“There are a couple of points diametrically opposed to our government programme,” said Austria's Vice-Chancellor Heinz-Christian Strache, head of the far-right Freedom Party (FPÖ) that currently shares power with the centre-right People's Party (ÖVP).
The Global Compact for Migration, whose final text was backed by UN member states in July after 18 months of negotiations, pledges to boost cooperation in addressing the world's growing flows of migrants.
Without detailing exactly which aspects of the document Vienna took issue with, Strache insisted that migration was an area over which every country should be able to decide “with full autonomy and sovereignty.”

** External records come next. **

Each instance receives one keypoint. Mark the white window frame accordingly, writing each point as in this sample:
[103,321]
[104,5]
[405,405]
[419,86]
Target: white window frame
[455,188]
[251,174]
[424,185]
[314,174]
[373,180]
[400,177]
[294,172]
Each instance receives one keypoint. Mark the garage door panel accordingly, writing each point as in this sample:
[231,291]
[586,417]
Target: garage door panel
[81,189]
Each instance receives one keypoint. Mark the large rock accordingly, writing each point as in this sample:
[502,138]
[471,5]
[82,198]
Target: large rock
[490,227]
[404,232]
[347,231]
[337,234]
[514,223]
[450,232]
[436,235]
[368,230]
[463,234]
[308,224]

Chancellor Sebastian Kurz, of the centre-right ÖVP, said there were aspects of the pact that “placed an obligation on the host countries that we regard highly critically.”
He did not specify whether Austria intends to vote against the non-binding pact, the first international document on managing migration.

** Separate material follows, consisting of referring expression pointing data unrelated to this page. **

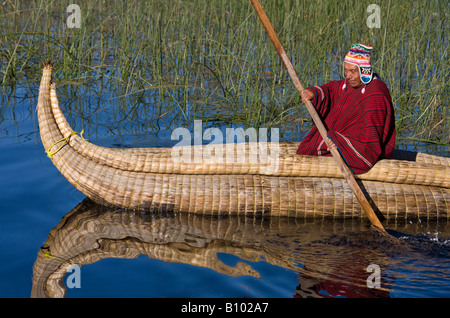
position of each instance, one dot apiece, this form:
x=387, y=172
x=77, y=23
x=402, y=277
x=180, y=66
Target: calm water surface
x=126, y=254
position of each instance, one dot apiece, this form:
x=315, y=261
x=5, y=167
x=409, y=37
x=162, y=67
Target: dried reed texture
x=299, y=187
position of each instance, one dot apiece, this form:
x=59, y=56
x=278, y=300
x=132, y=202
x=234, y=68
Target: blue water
x=317, y=259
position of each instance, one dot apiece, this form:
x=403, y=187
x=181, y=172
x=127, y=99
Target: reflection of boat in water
x=292, y=185
x=91, y=232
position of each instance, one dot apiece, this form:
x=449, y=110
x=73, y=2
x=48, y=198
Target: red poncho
x=360, y=121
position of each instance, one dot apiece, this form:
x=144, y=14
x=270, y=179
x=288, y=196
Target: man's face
x=351, y=72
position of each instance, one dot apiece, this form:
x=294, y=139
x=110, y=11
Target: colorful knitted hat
x=359, y=55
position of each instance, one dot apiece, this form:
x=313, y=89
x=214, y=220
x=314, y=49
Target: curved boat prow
x=298, y=186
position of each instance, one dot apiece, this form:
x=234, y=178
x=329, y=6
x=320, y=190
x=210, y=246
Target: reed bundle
x=298, y=186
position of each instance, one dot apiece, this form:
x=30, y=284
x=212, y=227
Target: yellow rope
x=65, y=140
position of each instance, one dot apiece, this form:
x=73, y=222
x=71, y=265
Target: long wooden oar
x=317, y=121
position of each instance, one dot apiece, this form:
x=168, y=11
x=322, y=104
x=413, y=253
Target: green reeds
x=136, y=66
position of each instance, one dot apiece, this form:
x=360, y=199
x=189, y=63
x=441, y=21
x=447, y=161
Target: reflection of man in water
x=311, y=287
x=357, y=113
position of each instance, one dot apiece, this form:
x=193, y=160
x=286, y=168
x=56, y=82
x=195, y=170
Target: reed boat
x=410, y=185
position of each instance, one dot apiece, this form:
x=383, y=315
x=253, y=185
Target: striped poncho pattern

It is set to be adopted during a conference in Morocco on December 10-11.
Hungary's anti-immigration prime minister Viktor Orban said in July that Budapest would boycott the pact because it was “dangerous for the world and Hungary” and would “inspire millions to set out on the road”.

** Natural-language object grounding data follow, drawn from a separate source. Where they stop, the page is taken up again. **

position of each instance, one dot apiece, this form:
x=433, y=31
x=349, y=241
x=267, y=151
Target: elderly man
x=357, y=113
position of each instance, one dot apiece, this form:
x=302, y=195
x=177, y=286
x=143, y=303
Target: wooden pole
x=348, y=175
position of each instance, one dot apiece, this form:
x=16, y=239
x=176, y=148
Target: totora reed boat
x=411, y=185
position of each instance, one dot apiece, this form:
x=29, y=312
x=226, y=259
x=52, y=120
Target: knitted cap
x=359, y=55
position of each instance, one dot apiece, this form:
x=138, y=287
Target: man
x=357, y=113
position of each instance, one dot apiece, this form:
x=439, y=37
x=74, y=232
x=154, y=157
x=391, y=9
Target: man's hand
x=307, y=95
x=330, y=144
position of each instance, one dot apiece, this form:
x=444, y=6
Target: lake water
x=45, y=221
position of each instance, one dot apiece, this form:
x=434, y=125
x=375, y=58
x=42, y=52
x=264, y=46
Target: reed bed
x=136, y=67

In Warsaw on Tuesday, the Polish interior ministry said it would vote against the pact as it risked “encouraging illegal migration.”
In December, the United States said it was quitting negotiations on the pact because of provisions “inconsistent with US immigration and refugee policies”.
Vienna said Austria and Switzerland were in the process of drawing up a joint position on the matter.
A number of opposition politicians in Austria have condemned a stance that they say aligns Vienna with the “reactionary states in the east.”
The UN pact lays out 23 objectives to open up legal migration and better manage flows of people as the number on the move worldwide has increased to 250 million, or three percent of the world's population.